Kapitel neunundzwanzig
    Ich erstarrte.
    Devin.
    Er reichte Sam die Hand. »Hi, ich bin David Santino, der Mitbesitzer der Galerie.«
    David.
    »Sam Vanzant«, sagte er und schüttelte ihm die Hand. »Und dies ist meine Verlobte, Andrea Cutrone.« Devin – David – reichte mir sanft die Hand.

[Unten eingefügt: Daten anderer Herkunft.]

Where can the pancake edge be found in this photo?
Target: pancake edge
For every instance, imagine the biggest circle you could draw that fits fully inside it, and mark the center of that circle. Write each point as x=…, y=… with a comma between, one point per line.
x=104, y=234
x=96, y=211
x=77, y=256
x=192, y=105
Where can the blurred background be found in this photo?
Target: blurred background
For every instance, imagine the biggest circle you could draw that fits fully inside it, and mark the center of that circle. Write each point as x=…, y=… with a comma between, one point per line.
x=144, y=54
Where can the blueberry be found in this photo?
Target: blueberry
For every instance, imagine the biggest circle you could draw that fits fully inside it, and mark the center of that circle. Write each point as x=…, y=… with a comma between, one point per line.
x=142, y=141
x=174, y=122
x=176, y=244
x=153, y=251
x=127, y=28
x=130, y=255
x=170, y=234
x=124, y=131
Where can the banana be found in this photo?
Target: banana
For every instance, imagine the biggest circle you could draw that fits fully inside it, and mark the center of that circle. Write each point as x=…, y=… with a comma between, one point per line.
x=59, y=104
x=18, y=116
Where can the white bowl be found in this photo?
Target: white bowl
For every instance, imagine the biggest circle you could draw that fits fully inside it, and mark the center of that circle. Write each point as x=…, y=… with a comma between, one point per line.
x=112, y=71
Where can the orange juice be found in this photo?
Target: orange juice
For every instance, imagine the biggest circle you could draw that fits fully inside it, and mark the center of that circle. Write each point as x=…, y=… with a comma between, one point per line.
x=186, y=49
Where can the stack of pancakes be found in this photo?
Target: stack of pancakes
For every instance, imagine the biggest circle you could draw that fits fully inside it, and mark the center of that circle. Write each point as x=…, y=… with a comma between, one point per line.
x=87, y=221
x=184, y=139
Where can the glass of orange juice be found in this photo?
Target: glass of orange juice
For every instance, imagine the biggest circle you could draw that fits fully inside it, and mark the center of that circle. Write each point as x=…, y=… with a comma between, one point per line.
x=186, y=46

    »Schön, dich zu sehen, Andi.«
    Es schien ihm nichts auszumachen, dass Sam mich als seine Verlobte vorgestellt hatte. Aber Sam wurde hellhörig, als David mich »Andi« nannte. Er sah zwischen uns hin und her.
    »Ihr kennt euch?«
    Ich versuchte, es ihm zu sagen, aber als ich den Mund öffnete, kam nur ein unverständliches Gestammel heraus, das mich an den kaputten Anlasser eines Autos erinnerte.
    »Ich … ehmähhmmm … äh…«
    »Wir hatten gemeinsame Freunde an der Uni in Brooklyn«, trug Devin – David – bei.
    Vergangenheit?
    »Ach wirklich?«, antwortete Sam, dann wandte er sich an mich. »Herzchen, du hast mir gar nicht erzählt, dass du den Besitzer der Galerie kennst.«
    »Ach, ich bin auch erst seit einem halben Jahr hier. Georgia Paris ist die andere Inhaberin.« Er machte eine Kopfbewegung zu einer eleganten silberhaarigen Dame, die gerade zu Jesse Bartlett und dem blonden Paar gestoßen war. »Ich habe mein anderes Geschäft verkauft, meine Wohnung in der Stadt untervermietet, bin hierhergezogen und mit eingestiegen. Georgiabringt mir alles bei, was sie weiß, damit ich die Galerie irgendwann übernehmen kann.
    Er antwortete auf Sams Frage, aber er sah mich dabei an. Meine Pupillen weiteten sich und mir fielen fast die Augen aus dem Kopf, als er sein »anderes Geschäft« erwähnte.
    »Was haben Sie denn vorher gemacht?«, fragte Sam.
    Wenn man vom Teufel spricht …
    »Ich war im Dienstleistungsgewerbe.« Er zwinkerte mir zu. Rabenaas – er ließ es absichtlich offen. Ich hätte schwören können, die Dielen seien zu Treibsand geworden und ich steckte schon bis zu den Knien drinnen.
    »Komisch, wie man sich wiedertrifft. Kleine Welt«, sagte Sam.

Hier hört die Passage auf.